Proof. First, assume towards a contradiction that $f$ isn't injective. Thus, let $x, y \in X$ such that $x \neq y$ and $f(x) = f(y)$. However, this implies $$f(f(x)) = f(f(y)) \implies x = y$$ by definition of involution. Absurdity. Therefore, $f$ is injective.

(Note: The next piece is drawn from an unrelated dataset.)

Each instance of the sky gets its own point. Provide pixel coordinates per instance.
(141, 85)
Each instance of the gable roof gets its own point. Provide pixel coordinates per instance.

Now, observe that there is an $f(x)$ for every $x\in X$ by definition, and again $f$ maps $f(x)$ to $x$. So $f$ maps $f(x)$ to $x$ for every $x\in X$. Therefore, $f$ is surjective as well as injective i.e. bijective. $\blacksquare$

Now, let $\mathfrak{F} = \{f\in \mathbb{R} | f \text{ is continuous}\}$ be the set of all continuous involutions over the real line. Since every continuous bijection of the real line is strictly monotone, every continuous involution over the real line is either strictly increasing or strictly decreasing. First let us consider the case when it is increasing. Suppose $f$ is strictly increasing, and suppose $f(x) \neq x$ ($x\in \mathbb{R}$). Then we see that,

$$ f(x) > x\implies f(f(x)) = x > f(x) > x\implies x > x.$$

$$ f(x) < x\implies f(f(x)) = x < f(x) < x\implies x < x.$$

An absurdity. Thus, the identity map $f(x) = x \equiv id$ is the only strictly increasing continuous involution over the real line.

Now let us consider the case when it is strictly decreasing. Then we have more examples, such as

$ f(x) = -x. $
$ f(x) = 1-x. $
there's nothing special about either 0 or 1, so in general for $\lambda \in \mathbb{R}$
$$ f(x) = \lambda-x $$
for $c \in (-\infty, 0)$
$$ f(x) = \begin{cases} cx, x > 0\\ x/c, x \leq 0\end{cases} $$

In general if $f$ is a strictly decreasing continuous function from $[0,\infty)$ onto $(-\infty, 0]$,

then we can extend the domain of $f$ to $(-\infty, 0)$ by setting $f(x)=t$ where $x = f(t)$.

As there are uncountably many continuous functions over the real line, the cardinality of $\mathfrak{F}$ is $\mathfrak{c}$.